Advancing a vaccine targeting genetic amyotrophic lateral sclerosis (C9orf72 ALS) to the clinical stage

Amyotrophic lateral sclerosis (ALS) is a fatal neurodegenerative disease caused by protein aggregation in the motor neurons of the brain and spinal cord that leads to respiratory failure within 2-5 years. The best available drugs extend life by ~3 months. ALS affects about 1 in 500 people, mostly for unknown reasons, but 5-10% of cases in Caucasians are caused by a mutation in the C9orf72 gene. We have shown that this mutation leads to the expression of large aggregating poly-glycine-alanine (poly-GA), which triggers downstream pathology. We have developed a poly-GA peptide vaccine that reduces aggregates and largely prevents motor deficits in a mouse model. Our vaccine reduces neuronal damage to a similar extent when administered in already symptomatic mice. Since regular lifelong vaccination is required to maintain sufficient antibody levels, GA-VAX represents an attractive business case in the orphan disease space with ~2500 prevalent C9orf72 ALS cases in the US, DE, IT, FR, ES, UK. The ~9000 mutation carriers at risk of developing the disease within 10 years could benefit even more from our approach. Our highly complementary industry/academia team has all the expertise and resources to advance this promising treatment approach towards clinical evaluation. Intravacc provides the manufacturing and clinical development expertise for peptide/carrier conjugate vaccines, while DZNE provides in-depth knowledge of disease pathology and all necessary model systems and assays. The project includes antigen optimization, manufacturing and preclinical evaluation according to EMA and FDA regulatory requirements. This will allow us to prepare a clinical trial application in C9orf72 ALS patients. In addition, we will use this data package to raise capital for the Phase 1 trial from a patient organization or investor to further de-risk or partner with a larger pharmaceutical company to bring GA-VAX to market.
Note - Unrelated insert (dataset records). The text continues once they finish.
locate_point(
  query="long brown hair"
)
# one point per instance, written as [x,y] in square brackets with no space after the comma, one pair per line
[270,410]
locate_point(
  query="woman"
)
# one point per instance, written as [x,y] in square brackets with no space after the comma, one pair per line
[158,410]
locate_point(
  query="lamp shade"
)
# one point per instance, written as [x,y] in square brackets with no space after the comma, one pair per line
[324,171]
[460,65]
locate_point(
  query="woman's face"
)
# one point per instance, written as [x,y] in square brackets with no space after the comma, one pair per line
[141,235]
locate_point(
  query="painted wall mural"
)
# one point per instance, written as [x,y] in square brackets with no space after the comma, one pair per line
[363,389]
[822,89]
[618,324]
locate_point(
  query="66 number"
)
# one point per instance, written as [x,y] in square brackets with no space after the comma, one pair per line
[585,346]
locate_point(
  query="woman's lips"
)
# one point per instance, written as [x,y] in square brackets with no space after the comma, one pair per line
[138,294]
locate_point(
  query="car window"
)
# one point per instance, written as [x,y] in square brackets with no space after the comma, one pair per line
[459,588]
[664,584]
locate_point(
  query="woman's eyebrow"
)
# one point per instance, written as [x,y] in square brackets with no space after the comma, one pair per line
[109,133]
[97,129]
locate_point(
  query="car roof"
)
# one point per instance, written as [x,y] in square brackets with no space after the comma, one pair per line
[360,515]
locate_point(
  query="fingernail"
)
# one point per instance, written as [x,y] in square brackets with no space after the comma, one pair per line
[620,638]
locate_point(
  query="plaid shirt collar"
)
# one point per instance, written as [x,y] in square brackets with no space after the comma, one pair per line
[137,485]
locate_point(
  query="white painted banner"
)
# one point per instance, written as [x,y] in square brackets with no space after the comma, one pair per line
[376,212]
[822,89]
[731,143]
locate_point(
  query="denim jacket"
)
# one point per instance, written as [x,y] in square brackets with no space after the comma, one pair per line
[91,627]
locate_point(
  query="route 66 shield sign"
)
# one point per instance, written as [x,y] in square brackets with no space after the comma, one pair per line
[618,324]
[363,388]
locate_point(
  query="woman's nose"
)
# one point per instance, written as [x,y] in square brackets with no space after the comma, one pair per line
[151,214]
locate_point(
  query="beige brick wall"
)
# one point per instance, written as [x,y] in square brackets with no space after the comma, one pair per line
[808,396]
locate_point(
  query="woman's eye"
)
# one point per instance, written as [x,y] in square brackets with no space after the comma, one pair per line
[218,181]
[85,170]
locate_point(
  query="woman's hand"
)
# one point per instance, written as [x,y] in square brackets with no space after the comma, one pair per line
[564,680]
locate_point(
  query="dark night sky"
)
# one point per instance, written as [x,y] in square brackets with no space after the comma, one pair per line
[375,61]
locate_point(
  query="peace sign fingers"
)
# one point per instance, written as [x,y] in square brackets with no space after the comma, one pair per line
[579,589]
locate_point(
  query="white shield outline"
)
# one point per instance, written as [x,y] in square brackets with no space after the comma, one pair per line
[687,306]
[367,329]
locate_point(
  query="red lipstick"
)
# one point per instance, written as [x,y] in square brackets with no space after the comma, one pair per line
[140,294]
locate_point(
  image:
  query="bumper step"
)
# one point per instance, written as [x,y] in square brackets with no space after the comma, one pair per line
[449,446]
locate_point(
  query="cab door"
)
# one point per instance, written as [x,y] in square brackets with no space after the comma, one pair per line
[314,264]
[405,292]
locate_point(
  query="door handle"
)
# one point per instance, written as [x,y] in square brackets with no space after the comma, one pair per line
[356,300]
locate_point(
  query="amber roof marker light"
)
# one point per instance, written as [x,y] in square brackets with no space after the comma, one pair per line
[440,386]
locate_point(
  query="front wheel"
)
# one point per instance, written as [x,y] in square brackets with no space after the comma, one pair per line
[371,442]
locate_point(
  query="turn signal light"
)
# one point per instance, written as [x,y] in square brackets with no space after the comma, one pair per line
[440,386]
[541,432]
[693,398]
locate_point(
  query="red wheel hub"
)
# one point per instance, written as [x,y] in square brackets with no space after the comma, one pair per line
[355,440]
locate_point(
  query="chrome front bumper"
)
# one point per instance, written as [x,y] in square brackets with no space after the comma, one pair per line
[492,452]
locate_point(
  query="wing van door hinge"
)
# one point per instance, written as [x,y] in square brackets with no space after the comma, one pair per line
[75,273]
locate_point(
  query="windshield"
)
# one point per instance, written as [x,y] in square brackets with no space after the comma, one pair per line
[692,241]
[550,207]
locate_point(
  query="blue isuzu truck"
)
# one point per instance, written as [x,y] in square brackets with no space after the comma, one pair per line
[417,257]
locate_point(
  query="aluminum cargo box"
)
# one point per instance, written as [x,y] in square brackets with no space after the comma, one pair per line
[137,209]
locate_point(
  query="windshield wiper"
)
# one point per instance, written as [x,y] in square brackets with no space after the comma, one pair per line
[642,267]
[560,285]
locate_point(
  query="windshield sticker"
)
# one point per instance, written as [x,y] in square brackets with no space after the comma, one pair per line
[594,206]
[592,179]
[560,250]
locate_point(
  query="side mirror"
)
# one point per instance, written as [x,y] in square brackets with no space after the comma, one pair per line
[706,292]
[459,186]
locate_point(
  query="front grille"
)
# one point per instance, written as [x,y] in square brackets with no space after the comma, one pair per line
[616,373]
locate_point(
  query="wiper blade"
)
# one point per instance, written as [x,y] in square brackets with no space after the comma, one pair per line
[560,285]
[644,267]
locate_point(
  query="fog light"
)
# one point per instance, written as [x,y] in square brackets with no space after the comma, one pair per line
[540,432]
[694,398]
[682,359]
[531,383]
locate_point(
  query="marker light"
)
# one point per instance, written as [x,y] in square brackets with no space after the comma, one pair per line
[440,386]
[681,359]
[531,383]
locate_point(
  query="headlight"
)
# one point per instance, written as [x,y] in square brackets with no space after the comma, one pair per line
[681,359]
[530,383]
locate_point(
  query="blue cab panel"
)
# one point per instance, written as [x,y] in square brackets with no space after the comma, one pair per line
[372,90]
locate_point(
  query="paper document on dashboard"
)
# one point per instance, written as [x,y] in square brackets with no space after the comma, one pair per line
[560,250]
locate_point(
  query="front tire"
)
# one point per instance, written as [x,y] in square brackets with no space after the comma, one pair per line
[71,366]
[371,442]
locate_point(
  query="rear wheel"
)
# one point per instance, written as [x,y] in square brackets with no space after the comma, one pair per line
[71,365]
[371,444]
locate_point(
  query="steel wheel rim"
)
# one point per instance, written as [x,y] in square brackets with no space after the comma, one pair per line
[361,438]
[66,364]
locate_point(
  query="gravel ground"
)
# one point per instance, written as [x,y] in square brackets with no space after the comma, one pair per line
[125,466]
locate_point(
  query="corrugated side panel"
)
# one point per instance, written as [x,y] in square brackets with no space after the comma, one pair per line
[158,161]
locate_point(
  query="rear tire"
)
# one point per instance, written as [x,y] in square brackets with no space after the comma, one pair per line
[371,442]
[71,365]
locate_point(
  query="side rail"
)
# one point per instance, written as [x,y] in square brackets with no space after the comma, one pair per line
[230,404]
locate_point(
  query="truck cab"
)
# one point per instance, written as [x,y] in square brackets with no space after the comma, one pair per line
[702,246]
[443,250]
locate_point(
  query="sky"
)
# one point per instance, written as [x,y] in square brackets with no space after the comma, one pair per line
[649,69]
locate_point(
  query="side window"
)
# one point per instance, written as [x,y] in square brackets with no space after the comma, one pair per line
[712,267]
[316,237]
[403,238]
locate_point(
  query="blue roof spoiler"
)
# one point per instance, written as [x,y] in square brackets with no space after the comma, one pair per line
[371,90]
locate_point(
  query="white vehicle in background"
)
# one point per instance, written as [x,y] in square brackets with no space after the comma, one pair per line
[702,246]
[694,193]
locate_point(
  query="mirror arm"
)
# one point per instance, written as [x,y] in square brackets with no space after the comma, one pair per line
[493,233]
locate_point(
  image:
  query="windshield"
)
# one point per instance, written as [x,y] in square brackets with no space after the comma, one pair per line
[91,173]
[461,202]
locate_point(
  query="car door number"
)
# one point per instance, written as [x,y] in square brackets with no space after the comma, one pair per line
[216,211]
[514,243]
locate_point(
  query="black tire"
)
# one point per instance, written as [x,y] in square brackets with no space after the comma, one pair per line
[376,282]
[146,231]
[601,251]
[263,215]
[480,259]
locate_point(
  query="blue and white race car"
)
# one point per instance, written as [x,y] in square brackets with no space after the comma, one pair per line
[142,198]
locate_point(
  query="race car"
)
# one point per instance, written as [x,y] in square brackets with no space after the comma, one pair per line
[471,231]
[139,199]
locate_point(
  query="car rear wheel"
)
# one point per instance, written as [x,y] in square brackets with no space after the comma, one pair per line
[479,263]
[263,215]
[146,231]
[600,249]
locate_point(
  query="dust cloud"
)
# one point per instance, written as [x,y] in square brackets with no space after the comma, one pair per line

The prototype vaccine ((GA)10 conjugated to keyhole limpet hemocyanin, KLH) is highly aggregation-prone, which is incompatible with drug manufacturing and quality requirements for use in patients. Prior to the GA-VAX project, DZNE had tested solubility and antigenicity of ~20 different formulations, resulting in a greatly improved antigen. In the GA-VAX project, we tested 10 derivatives of this candidate for manufacturability and optimized antigenicity. This resulted in a peptide/carrier conjugate with high solubility even at high concentrations and excellent manufacturing properties. In addition, we started to compare the stimulatory effect of different adjuvants. Immunization in mice and in vitro assays show that the new antigen induces higher antibody titers than our prototype vaccine. A dose-response immunogenicity study in wild-type mice and a pilot efficacy study in our C9orf72 ALS mouse model are currently ongoing. Based on the results, we will produce the toxicology batch that will be is used for the pivotal safety and efficacy studies designed to support a clinical trial application.

Active vaccination is an attractive approach for neurodegenerative diseases, because it is potentially cheaper and easier to administer than antibody therapy. Active vaccination for Alzheimer’s disease has been disappointing due to low immunogenicity in the aged target population and serious adverse events in 6% of patients. An additional problem is that targeting aggregating proteins is difficult, because the antigens themselves often aggregate, making GMP-compliant production and clinical use impossible. We have succeeded in developing highly soluble variants of poly-GA that are still immunogenic. Our approach may serve as a guide for targeting other neurodegenerative diseases with active vaccination.